Natürlich passieren auch den Redakteuren selbst peinliche Fehler, für die wir uns wirklich schämen. Da werden in der Hektik schon mal Bilder und Namen vertauscht. Kommt nicht häufig vor, passiert aber. Dumm ist es vor allem, wenn ein Termin falsch abgedruckt wird. Einmal musste ein armer Vereinsvorsitzender gar wegen der Frankenpost geschlagene drei Stunden vor Beginn der Jahreshauptversammlung im Vereinslokal erscheinen, weil die Zeitung aus Versehen 15 Uhr statt 18 Uhr geschrieben hatte. Damit ist bewiesen, dass ein kleiner Vertipper große Auswirkungen haben kann.

Immer wieder erstaunen Lokalredakteure ihre Mitmenschen wegen ihres schier unglaublichen Wissens (Ironie!). So saß ein Marktredwitzer Redakteur kürzlich mit Kollegen und Mitarbeitern einer Verwaltung am Mittagstisch. Irgendjemand zitierte den Bibelspruch "Suche der Stadt Bestes". Ganz beiläufig kommentierte der Marktredwitzer Redaktionsleiter "ach ja, Jeremia 29". Stille. Das konnte jetzt niemand glauben. Ist der Mann tatsächlich derart bibelfest, dass er auf Anhieb ein Bibelzitat aus dem Alten Testament dem richtigen Propheten zuordnen kann? Ja, ist er. Zumindest in diesem Fall. Wenige Tage vorher war in einem Frankenpost -Artikel über einen Pfarrer genau dieser Bibelspruch zitiert worden. Da sieht man es: Zeitungsschreiben und -lesen bildet eben doch.

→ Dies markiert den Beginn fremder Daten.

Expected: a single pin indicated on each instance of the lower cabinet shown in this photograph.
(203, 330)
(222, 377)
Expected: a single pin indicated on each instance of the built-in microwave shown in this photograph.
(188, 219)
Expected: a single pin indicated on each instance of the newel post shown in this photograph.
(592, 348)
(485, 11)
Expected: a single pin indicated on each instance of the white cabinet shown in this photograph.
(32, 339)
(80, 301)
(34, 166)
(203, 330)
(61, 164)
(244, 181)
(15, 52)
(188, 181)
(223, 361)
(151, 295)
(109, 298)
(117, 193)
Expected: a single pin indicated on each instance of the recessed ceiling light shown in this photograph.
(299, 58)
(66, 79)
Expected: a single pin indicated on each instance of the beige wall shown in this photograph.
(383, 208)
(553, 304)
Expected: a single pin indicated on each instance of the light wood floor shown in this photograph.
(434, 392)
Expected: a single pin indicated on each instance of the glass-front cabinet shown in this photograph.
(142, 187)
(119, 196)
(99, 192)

Journalisten trauen sich ja viel zu. Einer aus dem Fichtelgebirge offenbar ein bisschen mehr. Der Mann ist seit Jahren Gerichtsreporter. Er ist mit den meisten Richtern und Anwälten im Amtsgericht per Du und kennt auch so einige Ganoven aus der Region. Offenbar kann er ziemlich gut einschätzen, wie ein Richter tickt. Als er einer Verhandlung beiwohnte, bei der sich der Angeklagte um Kopf und Kragen redete, obwohl der Richter einen guten Kompromiss als Urteil vorgeschlagen hatte, bat unser Reporter kurzerhand um eine Unterbrechung der Verhandlung. Etwas überrascht gab der Richter dem ungewöhnlichen Gesuch vom Mann hinterm Pressetisch statt. In der fünfminütigen Pause wechselte der Journalist schnell mal die Rolle und ließ dem erstaunten Angeklagten eine fundierte Rechtsberatung angedeihen. Wenig später ging der Klein-Ganove auf den Kompromissvorschlag des Richters ein und kam mit einem blauen Auge davon: Eine Geldstrafe und eine relativ kurze Bewährungszeit.